Competing Spin Liquid Phases in the S=$\frac{1}{2}$ Heisenberg Model on the Kagome Lattice

TL;DR

This paper develops a symmetric PEPS numerical method to study the ground state of the kagome antiferromagnetic Heisenberg model, providing evidence for a U(1) Dirac spin liquid over a Z2 spin liquid.

Contribution

It introduces a symmetric PEPS approach applicable to 2D strongly correlated systems and applies it to clarify the nature of the kagome Heisenberg model's ground state.

Findings

Ground state is consistent with a U(1) Dirac spin liquid.

Method applicable to strongly correlated 2D systems.

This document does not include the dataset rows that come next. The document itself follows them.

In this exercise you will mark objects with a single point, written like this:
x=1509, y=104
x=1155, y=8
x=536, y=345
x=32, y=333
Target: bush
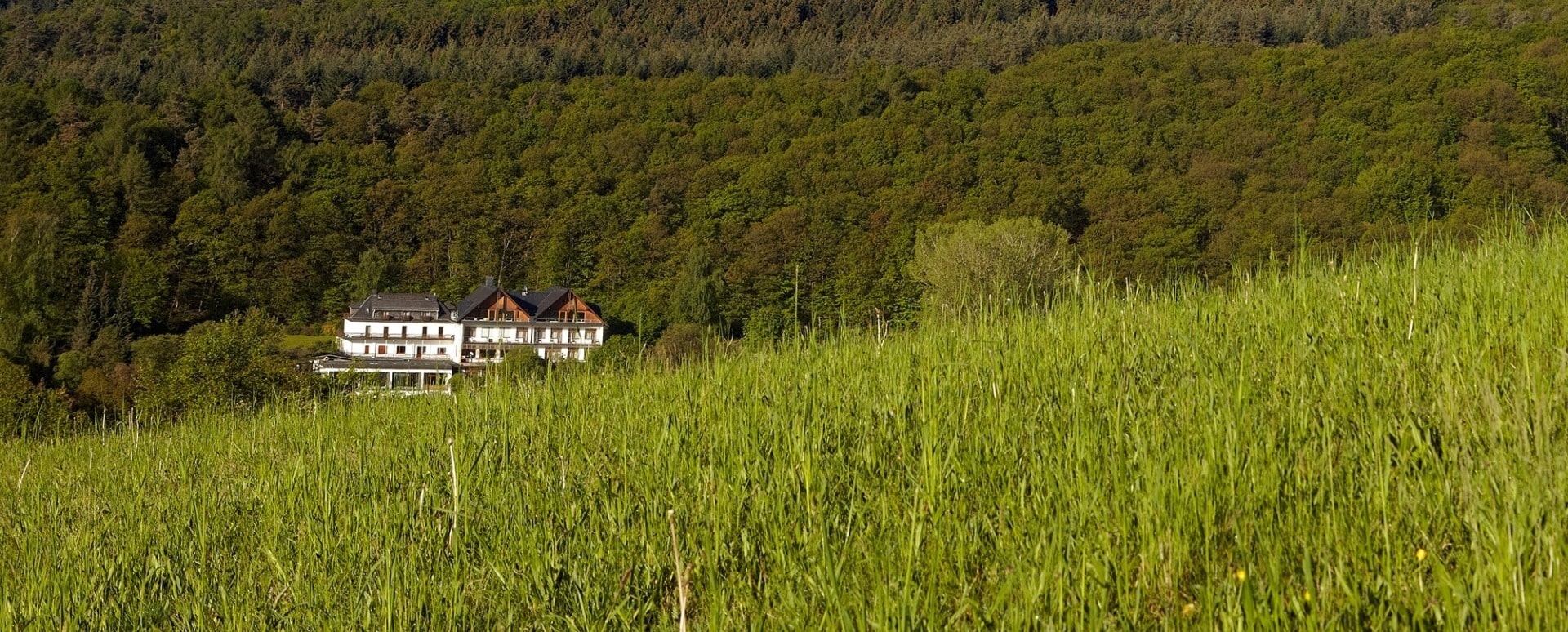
x=681, y=344
x=234, y=361
x=25, y=408
x=765, y=327
x=618, y=354
x=1010, y=262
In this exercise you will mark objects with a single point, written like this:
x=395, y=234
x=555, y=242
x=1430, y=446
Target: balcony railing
x=391, y=336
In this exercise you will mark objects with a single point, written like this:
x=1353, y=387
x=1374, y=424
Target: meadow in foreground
x=1366, y=446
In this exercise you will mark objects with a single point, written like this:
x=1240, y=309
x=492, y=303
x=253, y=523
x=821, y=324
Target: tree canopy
x=168, y=163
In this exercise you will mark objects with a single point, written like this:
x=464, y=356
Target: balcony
x=394, y=336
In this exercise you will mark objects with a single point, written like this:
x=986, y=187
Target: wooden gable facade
x=569, y=309
x=501, y=308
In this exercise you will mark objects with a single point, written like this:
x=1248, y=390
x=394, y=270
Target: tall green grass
x=1366, y=446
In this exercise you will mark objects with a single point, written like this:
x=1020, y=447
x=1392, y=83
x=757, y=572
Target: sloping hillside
x=1361, y=446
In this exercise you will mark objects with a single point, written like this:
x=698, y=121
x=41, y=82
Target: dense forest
x=168, y=163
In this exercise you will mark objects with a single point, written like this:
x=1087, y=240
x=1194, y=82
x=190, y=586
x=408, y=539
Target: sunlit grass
x=1371, y=446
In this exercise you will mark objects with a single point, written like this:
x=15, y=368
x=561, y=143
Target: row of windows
x=424, y=332
x=402, y=350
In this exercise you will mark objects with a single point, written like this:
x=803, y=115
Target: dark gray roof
x=537, y=301
x=530, y=301
x=400, y=306
x=474, y=298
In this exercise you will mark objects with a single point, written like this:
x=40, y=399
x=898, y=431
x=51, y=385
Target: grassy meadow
x=1371, y=444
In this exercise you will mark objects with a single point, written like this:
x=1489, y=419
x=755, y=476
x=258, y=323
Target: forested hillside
x=292, y=49
x=167, y=163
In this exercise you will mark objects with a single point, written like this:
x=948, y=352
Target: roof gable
x=400, y=306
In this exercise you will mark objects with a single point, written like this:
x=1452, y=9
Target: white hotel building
x=417, y=342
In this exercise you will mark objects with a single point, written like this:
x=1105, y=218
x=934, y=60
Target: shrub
x=681, y=344
x=1009, y=262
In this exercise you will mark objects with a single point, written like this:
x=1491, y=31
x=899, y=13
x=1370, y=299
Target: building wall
x=364, y=337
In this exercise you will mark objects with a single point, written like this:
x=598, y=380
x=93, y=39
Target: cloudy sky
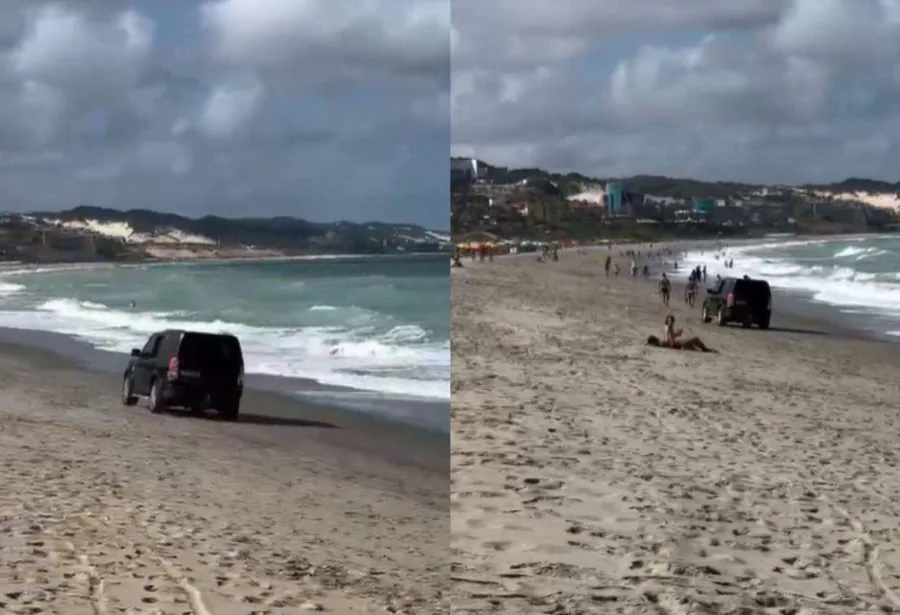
x=324, y=109
x=782, y=91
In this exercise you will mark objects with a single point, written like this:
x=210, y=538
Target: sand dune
x=593, y=474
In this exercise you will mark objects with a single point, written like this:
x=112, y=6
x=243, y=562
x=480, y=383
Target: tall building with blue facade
x=614, y=199
x=702, y=206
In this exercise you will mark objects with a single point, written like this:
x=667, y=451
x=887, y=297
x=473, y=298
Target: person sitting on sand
x=672, y=339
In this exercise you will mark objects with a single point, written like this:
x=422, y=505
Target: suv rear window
x=211, y=350
x=752, y=288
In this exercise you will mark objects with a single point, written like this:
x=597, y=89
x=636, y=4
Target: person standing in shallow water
x=665, y=289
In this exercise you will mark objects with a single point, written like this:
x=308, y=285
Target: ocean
x=373, y=324
x=857, y=276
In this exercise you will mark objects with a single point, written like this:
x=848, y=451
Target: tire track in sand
x=870, y=553
x=96, y=583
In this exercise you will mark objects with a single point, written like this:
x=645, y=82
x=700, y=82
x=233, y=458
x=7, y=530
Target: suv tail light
x=172, y=373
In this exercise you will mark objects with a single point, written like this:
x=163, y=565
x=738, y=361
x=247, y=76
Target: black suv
x=740, y=300
x=187, y=369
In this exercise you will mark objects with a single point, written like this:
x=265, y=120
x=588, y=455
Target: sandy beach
x=106, y=509
x=593, y=474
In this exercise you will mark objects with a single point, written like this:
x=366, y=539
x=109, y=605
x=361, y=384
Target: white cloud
x=64, y=49
x=287, y=35
x=312, y=107
x=780, y=90
x=230, y=106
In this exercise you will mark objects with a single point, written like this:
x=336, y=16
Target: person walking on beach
x=665, y=289
x=690, y=290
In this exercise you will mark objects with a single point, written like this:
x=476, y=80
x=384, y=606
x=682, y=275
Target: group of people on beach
x=672, y=337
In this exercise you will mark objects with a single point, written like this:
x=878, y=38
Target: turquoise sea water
x=858, y=276
x=378, y=324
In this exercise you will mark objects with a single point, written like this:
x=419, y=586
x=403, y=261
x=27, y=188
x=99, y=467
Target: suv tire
x=720, y=317
x=128, y=396
x=157, y=404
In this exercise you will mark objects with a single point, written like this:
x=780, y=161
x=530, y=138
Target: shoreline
x=298, y=507
x=868, y=323
x=411, y=417
x=588, y=467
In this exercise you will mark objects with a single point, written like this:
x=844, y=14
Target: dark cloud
x=323, y=109
x=757, y=90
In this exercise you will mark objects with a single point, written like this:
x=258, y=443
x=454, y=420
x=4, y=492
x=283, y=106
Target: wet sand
x=591, y=473
x=107, y=509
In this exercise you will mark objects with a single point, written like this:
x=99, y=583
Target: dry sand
x=593, y=474
x=112, y=510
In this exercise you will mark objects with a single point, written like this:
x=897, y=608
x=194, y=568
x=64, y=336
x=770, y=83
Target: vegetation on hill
x=280, y=233
x=657, y=185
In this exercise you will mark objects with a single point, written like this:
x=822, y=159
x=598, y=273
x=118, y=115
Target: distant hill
x=684, y=188
x=141, y=226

Supports the absence of Z2 topological order in this model.

Abstract

The properties of ground state of spin-$\frac{1}{2}$ kagome antiferromagnetic Heisenberg (KAFH) model have attracted considerable interest in the past few decades, and recent numerical simulations reported a spin liquid phase. The nature of the spin liquid phase remains unclear. For instance, the interplay between symmetries and $Z_2$ topological order leads to different types of $Z_2$ spin liquid phases. In this paper, we develop a numerical simulation method based on symmetric projected entangled-pair states (PEPS), which is generally applicable to strongly correlated model systems in two spatial dimensions. We then apply this method to study the nature of the ground state of the KAFH model. Our results are consistent with that the ground state is a $U(1)$ Dirac spin liquid rather than a $Z_2$ spin liquid.